With our earlier construction cost of 500 cedis per square meter, this investment can create approximately 345,000 square meters of additional floor space for poultry farming.
Using an 8-week cycle, the additional floor space can support the production of about 22,278,000 chickens or 44,500 tonnes annually. Currnetly, we produce an estimated 60,000 tonnes annually.
Assuming each chicken weighs 2 kg and sells for 65 cedis per kilogram, the revenue generated would be around GHS 2,896,140,000.
The additional floor space can generate about GHS 2.9 billion cedis in revenue annually, contributing significantly to Ghana’s agricultural GDP and supporting local economic growth.
What would it take to do this? A word by the President, incentives by BoG and a structure to ensure contributing banks get the accounts of the farms and the value chain actors.
My poultry structure is about 500 square meters.
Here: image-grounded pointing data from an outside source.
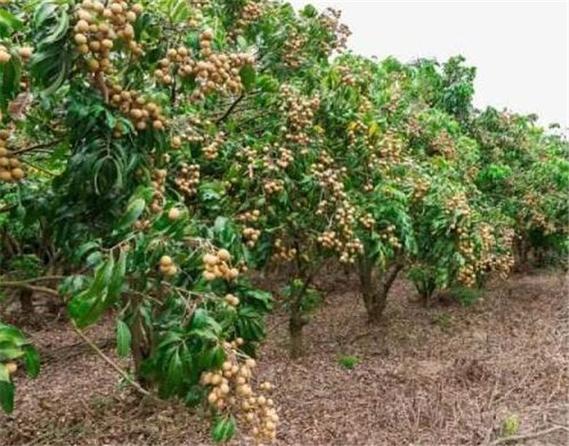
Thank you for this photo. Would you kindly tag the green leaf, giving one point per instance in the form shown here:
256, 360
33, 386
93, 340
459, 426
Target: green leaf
8, 23
10, 74
32, 361
248, 77
4, 375
223, 429
123, 339
133, 212
117, 279
7, 396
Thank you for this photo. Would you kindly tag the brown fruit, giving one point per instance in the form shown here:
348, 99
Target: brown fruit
26, 52
80, 39
224, 255
4, 56
17, 174
174, 214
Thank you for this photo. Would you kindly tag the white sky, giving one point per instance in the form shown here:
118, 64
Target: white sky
520, 48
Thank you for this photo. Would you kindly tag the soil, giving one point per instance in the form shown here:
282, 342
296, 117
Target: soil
443, 375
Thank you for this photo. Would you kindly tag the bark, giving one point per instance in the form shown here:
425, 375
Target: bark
138, 344
296, 325
375, 286
26, 301
297, 321
521, 252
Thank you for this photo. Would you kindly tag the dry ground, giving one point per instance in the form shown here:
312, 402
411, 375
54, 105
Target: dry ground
444, 375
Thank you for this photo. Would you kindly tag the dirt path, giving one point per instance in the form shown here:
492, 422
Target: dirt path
444, 375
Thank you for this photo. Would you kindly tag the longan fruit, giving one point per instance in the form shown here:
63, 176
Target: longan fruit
17, 174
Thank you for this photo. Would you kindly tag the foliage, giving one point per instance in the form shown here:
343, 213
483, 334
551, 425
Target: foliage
153, 155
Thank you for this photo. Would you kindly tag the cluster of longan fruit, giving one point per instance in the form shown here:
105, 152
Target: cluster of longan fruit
458, 204
273, 186
284, 158
414, 128
250, 13
251, 235
200, 3
231, 300
330, 18
355, 129
390, 237
249, 216
443, 144
217, 266
177, 61
368, 187
167, 266
142, 113
211, 151
467, 272
350, 246
188, 179
231, 390
99, 25
500, 263
10, 166
218, 72
367, 221
5, 55
249, 155
328, 239
159, 184
390, 146
343, 240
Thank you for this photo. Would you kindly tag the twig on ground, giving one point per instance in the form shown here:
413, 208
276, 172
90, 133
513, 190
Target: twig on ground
530, 435
113, 364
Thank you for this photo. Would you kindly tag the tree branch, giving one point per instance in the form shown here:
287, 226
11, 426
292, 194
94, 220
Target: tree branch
38, 147
530, 435
25, 285
113, 364
231, 108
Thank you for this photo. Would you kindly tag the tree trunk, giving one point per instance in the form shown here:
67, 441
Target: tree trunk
521, 251
138, 345
295, 326
26, 301
375, 286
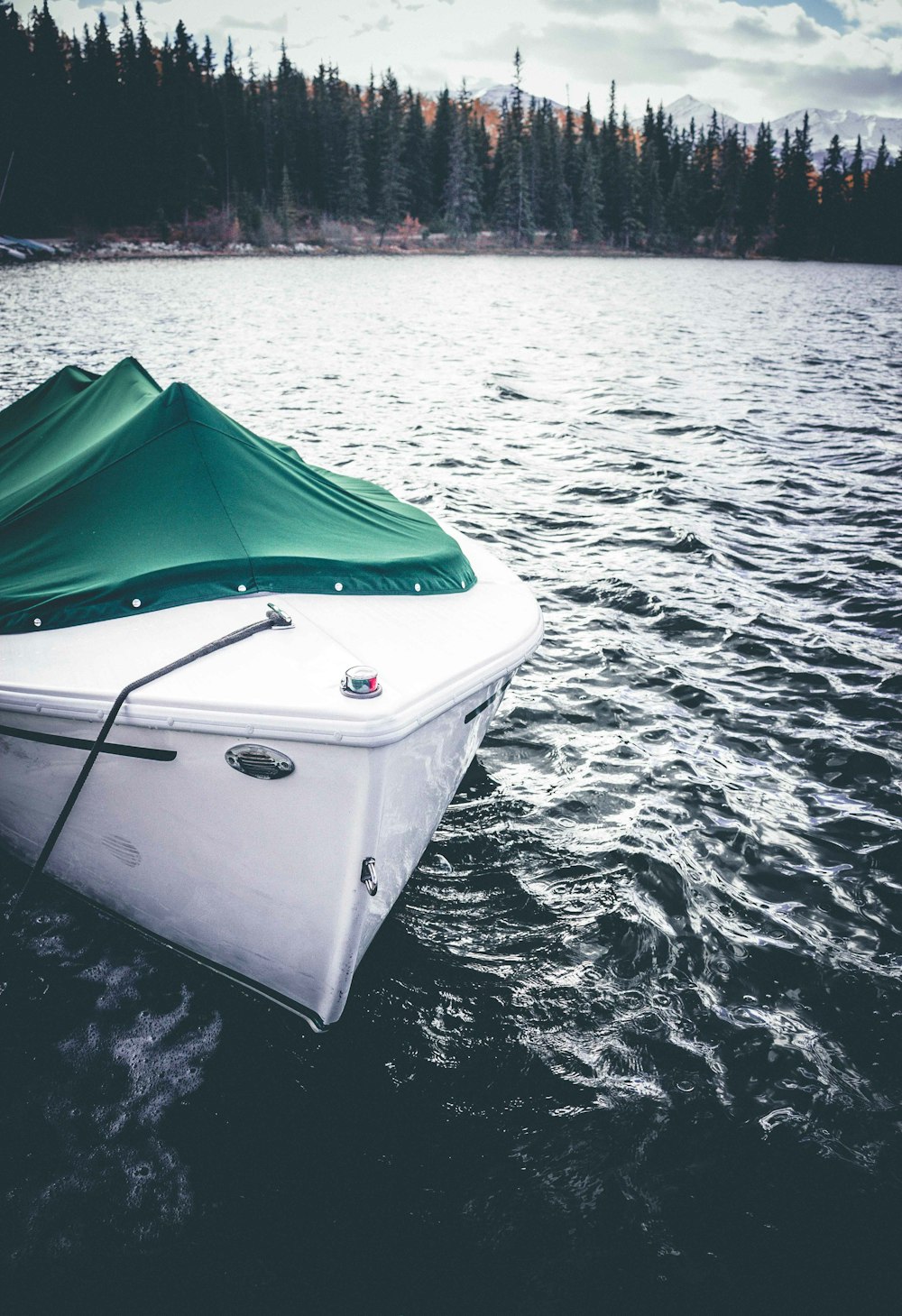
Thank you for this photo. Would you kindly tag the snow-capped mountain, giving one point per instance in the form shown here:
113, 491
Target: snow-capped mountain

It can grow approximately 5000 birds per cycle. Using it as the baseline, we can support 690 farmers with infrastructure like that. But to make it better, practical and functional, Give each farmer infrastructure support for 2000 square meters. That brings us to 175 or so farmers.
It will not be difficult to find 175 poultry farmers who can really do the work and can be monitored as well. We can also strategically support fresh graduates who haveve finished their national service at the NSS farms to set up businesses and get this support.
With this infrastructure grant or patient capital, leave us to raise money via crowdfunding and other means to run our farms.